Raja K.B. is a Professor, Department of Electronics and Communication Engineering,
University Visvesvaraya college of Engineering, Bangalore University, Bangalore. He
obtained his B.E and M.E in Electronics and Communication Engineering from
University Visvesvaraya College of Engineering, Bangalore. He was awarded Ph.D. in
Computer Science and Engineering from Bangalore University. He has over 180
research publications in refereed International Journals and Conference Proceedings.
He has guided 11 Ph.D students. His research interests include Image Processing,
Biometrics, VLSI Signal Processing, computer networks.
Venugopal K.R. is currently the Principal and Dean, Faculty of Engineering,
University Visvesvaraya College of Engineering, Bangalore University, Bangalore.
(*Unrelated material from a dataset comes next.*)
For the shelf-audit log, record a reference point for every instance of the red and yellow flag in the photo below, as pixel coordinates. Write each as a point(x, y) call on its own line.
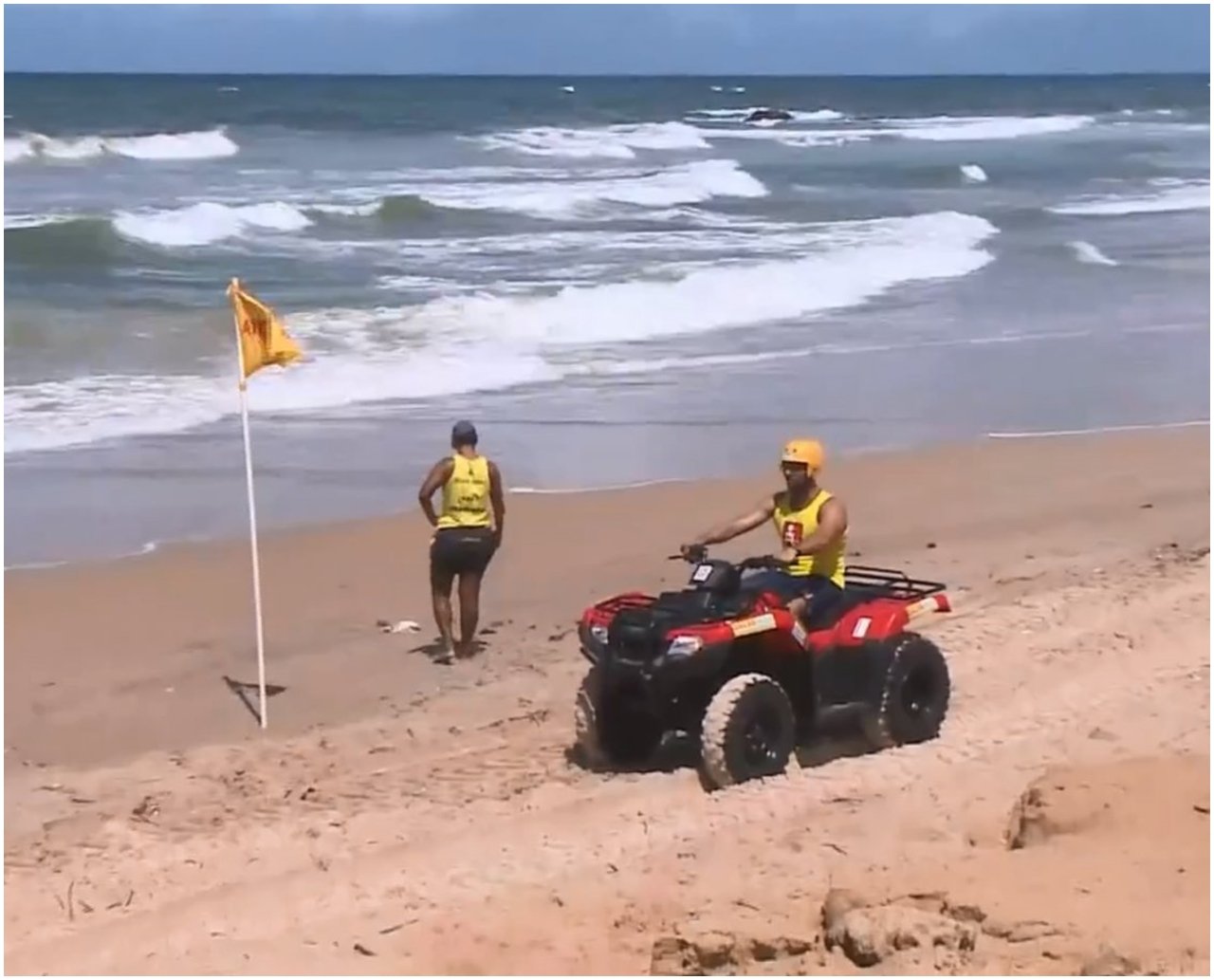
point(264, 338)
He
obtained his Bachelor of Engineering from University Visvesvaraya College of
Engineering. He received his Master’s degree in Computer Science and Automation
from Indian Institute of Science, Bangalore. He was awarded Ph.D. in Economics
from Bangalore University and Ph.D. in Computer Science from Indian Institute of
Technology, Madras. He has a distinguished academic career and has degrees in
Electronics, Economics, Law, Business Finance, Public Relations, Communications,
Industrial Relations, Computer Science and Journalism. He has authored 27 books on Computer Science
and Economics, which include Petrodollar and the World Economy, C Aptitude, Mastering C,
Microprocessor Programming, Mastering C++ etc. He has been serving as the Professor and Chairman,
Department of Computer Science and Engineering, University Visvesvaraya College of Engineering,
Bangalore University, Bangalore. During his three decades of service at UVCE he has over 520 research
papers to his credit. His research interests include computer networks, parallel and distributed systems,
digital signal processing and data mining.